Thanksgiving is a great day to post on some recent performances by the Kenwood Players. We had four performances in eleven days, a frequency of public performance I'd never previously experienced. One performance was in yet another local country church with glorious acoustics, Waddell Presbyterian over in Rapidan (for those familiar with the area it's the wooden Gothic church right as you go down to the river from the Orange side). Here's a snapshot of the interior:
During the service we did "Sweet Hour of Prayer", "The Old Rugged Cross", and "In the Garden" as instrumentals three times through, me on guitar, Judy on drum, Steve beginning each on trombone and Dick taking the third time through on trumpet, with Bill B and Crawford switching out on the second iteration on sax or Eb tuba. Each and every solo was terrific. Crawford, a retired preacher who'll be 80 next Aprils Fool's Day did a tuba solo on "In the Garden", that to me at least, spoke of a well and fully lived spiritual life.

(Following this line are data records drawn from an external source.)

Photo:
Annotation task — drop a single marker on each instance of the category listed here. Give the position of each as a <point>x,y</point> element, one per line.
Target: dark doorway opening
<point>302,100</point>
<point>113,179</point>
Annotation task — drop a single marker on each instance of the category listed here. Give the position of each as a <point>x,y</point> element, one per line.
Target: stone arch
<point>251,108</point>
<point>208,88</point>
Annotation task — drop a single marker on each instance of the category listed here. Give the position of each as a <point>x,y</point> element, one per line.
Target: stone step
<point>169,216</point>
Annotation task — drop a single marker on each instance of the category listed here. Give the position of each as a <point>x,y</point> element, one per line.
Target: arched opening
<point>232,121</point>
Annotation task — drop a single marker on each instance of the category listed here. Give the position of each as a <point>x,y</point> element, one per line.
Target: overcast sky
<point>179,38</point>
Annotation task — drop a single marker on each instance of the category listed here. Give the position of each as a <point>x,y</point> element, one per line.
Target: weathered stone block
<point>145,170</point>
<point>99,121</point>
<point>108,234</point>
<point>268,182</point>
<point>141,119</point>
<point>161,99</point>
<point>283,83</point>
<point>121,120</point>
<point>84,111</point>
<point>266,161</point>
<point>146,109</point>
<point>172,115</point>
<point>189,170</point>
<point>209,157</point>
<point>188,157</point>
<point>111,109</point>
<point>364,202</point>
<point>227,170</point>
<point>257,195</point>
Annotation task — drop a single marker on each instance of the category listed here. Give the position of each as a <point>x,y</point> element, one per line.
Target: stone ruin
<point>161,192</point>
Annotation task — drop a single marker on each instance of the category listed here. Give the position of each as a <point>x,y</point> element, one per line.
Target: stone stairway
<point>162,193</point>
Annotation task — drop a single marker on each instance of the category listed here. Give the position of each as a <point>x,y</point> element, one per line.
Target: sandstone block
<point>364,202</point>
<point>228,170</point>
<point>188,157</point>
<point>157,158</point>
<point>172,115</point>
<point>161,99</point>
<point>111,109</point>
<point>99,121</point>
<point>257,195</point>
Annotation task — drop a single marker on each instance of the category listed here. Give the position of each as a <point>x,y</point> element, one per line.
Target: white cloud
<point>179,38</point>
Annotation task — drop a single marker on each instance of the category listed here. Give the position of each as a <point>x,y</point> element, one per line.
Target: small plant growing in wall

We got a lot of very nice compliments, but my favorite was from the organist who said afterwards in an almost dazed way, "You all are really good!" It's not unusual for us to get nice comments from other musicians, but the music therapist in me who's never done a lot of straight up performing is always delighted to hear them.
We also did three performances with basically the same set list, for an open house at an assisted living facility, for a fund raising gala for the local art center, and for the entertainment following a harvest dinner at the Presbyterian church in town. Maggie and I did less than ten minutes of flute clarinet, then Dick and Steve did trombone trumpet duets, then Crawford and Bill C on tuba and me on horn joined them for some brass, then I switched to banjo and we did some good time Americana, and then some straight up Dixieland.
I am obviously biased, but my sense is that the good feelings we create as a group making music together are getting transmitted to the audience. People are enjoying the music, but they're also enjoying and sharing our having a good time making the music.
Here's how I put it in a thank you note to the Players: Thanks to each and every one of you for these recent performances and all the past work that laid the groundwork. Both how we make music as a group and how the group makes music in the community is something I've never experienced so fully before. I saw a quote here lately that for a true musician the love of self doesn't get in the way of the love of the music, which is a great way to describe the cooperative spirit needed for our getting the feeling we're expressing in the music.